Cinnamon Cassia, Clove and Orange or Rosemary Peppermint


----------



## TeriDk (Nov 8, 2013)

Lista and lavender.


----------



## moose (Nov 8, 2013)

patchouli lavender with a hint of pine. yummm!!!
patchouli, orange, ylang ylang
rosemary mint
rosemary lavender

I'm kind of in a rut too.  I love patchouli blends, and its hard to try new things sometimes....especially when I'm ordering eo's and I have no idea what they smell like! I want to try more complex blends too. 
I'm fairly new to soapmaking, so I'm just sticking with my variations of soaps I've bought from craft shows and such.


----------



## Ancel (Nov 8, 2013)

Ylang ylang, geranium and bergamot, yummy 


Sent from my iPad using Soap Making


----------



## lsg (Nov 9, 2013)

Here is a recommendation that I have posted several times.  You will have to register in order to enter the forum.  

http://soapscentreview.obisoap.ca/index.php?sid=2d9cf5234ebfe66548db11a2289228bc


----------



## ShelleyW (Nov 9, 2013)

Thank you!  I think the ylang ylang combo has my interest today since that is my all time fav EO.  I will let you know how it turns out.  I don't use Patchouli much b/c I don't LOVE it but lots of people do so I need to experiment with it more.  That will be my next combo.


----------



## Lidyax (Nov 9, 2013)

Patchouli and peppermint for soap.
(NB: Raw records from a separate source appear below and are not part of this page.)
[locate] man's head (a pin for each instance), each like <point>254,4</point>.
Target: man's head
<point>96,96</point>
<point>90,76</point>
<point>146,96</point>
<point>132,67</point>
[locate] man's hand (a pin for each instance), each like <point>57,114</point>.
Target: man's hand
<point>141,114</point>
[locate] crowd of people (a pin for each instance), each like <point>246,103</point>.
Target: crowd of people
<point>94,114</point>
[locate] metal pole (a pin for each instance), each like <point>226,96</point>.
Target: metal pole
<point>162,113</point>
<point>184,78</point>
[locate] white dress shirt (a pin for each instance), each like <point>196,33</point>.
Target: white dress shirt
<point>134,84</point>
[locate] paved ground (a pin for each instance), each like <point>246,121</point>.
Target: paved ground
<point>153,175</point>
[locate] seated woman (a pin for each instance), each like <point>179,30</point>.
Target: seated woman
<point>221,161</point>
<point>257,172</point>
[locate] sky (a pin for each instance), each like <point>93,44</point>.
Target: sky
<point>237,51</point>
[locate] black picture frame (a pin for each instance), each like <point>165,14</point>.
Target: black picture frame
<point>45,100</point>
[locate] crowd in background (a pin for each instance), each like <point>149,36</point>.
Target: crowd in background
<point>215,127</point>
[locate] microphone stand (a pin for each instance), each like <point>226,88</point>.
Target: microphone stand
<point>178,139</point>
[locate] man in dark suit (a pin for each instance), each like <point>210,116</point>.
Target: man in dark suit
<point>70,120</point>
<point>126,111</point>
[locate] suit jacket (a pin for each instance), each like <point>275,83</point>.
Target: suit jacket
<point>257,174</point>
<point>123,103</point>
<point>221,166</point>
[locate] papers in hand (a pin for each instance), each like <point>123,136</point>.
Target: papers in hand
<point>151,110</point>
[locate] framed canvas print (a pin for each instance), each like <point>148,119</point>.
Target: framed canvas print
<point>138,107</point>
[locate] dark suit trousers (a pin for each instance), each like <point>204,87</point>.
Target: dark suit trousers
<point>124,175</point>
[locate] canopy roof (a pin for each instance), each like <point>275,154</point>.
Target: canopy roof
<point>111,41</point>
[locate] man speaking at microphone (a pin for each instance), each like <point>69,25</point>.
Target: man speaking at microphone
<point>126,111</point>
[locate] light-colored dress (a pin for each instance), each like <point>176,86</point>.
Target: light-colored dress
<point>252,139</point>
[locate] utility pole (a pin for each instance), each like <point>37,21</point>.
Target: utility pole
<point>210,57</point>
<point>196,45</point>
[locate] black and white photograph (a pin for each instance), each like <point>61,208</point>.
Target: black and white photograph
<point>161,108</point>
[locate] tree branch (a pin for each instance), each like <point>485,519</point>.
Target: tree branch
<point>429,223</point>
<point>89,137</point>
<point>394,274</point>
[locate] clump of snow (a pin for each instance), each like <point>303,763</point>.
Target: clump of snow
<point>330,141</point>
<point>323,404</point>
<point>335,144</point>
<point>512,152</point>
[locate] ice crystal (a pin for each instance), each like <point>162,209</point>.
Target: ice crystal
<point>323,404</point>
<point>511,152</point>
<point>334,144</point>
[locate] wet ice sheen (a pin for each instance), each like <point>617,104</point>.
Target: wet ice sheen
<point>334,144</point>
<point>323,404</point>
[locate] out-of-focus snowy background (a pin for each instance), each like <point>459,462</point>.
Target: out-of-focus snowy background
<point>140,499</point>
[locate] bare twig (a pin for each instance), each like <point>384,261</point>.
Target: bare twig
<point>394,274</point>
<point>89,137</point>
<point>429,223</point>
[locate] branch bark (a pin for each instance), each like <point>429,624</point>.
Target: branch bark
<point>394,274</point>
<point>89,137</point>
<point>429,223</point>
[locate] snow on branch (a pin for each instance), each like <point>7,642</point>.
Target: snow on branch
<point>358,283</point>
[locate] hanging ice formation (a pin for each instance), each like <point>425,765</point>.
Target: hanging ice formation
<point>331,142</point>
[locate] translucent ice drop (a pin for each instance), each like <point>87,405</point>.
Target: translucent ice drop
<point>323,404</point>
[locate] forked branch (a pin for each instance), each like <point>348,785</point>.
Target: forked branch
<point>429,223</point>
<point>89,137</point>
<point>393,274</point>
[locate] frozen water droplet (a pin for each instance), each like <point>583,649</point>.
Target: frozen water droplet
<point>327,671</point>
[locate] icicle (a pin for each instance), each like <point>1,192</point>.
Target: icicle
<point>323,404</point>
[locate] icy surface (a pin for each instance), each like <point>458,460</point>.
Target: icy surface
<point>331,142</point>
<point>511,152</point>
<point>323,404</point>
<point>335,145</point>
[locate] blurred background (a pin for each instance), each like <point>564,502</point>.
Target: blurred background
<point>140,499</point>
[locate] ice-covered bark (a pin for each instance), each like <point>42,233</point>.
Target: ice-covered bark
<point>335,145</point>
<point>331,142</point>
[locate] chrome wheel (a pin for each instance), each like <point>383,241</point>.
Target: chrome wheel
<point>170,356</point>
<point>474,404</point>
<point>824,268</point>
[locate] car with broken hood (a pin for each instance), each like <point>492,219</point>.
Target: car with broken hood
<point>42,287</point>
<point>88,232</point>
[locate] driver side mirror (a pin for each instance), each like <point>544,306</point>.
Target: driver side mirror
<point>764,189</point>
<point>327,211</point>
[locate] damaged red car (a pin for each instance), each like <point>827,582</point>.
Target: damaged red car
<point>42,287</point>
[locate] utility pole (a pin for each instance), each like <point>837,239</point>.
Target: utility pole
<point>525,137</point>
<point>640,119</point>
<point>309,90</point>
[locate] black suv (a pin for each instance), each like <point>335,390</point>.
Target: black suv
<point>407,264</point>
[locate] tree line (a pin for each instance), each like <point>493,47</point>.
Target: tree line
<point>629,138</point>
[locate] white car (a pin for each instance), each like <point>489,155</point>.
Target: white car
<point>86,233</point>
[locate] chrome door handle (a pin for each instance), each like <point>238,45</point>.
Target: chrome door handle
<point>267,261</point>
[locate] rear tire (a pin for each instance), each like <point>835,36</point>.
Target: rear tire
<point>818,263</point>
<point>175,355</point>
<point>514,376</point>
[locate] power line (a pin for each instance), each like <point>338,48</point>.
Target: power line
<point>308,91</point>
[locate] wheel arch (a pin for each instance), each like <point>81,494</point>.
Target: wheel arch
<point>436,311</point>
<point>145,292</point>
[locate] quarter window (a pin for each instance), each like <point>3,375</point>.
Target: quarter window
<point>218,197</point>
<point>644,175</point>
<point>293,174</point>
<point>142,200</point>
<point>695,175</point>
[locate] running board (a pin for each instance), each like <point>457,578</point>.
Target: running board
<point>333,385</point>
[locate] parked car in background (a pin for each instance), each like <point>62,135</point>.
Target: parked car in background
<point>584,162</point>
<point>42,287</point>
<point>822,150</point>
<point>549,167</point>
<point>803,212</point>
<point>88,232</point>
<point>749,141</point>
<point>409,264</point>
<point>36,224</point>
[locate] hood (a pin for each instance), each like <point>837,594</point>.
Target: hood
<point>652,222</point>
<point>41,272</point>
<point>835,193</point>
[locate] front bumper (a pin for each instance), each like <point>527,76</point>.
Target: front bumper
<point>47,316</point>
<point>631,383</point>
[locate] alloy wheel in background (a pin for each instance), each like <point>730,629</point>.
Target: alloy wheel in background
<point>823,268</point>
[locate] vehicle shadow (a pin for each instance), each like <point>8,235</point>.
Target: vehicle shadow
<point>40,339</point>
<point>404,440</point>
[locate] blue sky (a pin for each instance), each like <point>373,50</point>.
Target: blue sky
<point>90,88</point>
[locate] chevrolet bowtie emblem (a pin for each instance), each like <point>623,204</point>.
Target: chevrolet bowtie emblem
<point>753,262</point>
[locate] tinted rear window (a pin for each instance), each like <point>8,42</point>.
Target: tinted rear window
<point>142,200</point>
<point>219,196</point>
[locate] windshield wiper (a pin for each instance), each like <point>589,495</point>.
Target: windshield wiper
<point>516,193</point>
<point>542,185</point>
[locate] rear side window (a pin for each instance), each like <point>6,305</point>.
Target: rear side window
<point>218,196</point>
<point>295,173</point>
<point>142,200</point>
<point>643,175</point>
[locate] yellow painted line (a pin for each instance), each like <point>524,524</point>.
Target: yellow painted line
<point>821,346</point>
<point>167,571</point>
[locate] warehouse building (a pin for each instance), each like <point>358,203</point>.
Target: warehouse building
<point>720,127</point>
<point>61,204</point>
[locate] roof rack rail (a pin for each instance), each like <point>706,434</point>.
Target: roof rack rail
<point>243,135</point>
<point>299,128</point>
Lavender and grapefruit for body butter. It smells soooo heavenly! ( lavender and grapefruit are way too expensive for soap where I live)


Sent from my iPad using Soap Making


----------



## kryse13 (Nov 9, 2013)

lsg said:


> Here is a recommendation that I have posted several times.  You will have to register in order to enter the forum.
> 
> http://soapscentreview.obisoap.ca/index.php?sid=2d9cf5234ebfe66548db11a2289228bc



Ohh, I see u have to register first, I'm so silly :S

And I don't have anything but free email addresses. ****... back to square one for me.


----------



## Rayan (Dec 13, 2013)

This is a much-loved combo of mine, and for good reason! It’s perfect to increase alertness, or when you need a quick pick-me-up. My friend Lucy likes to diffuse it in her homeschool room to help her kiddos while they are working on lessons.


2 drops Wild Orange EO + 2 drops Peppermint EO


----------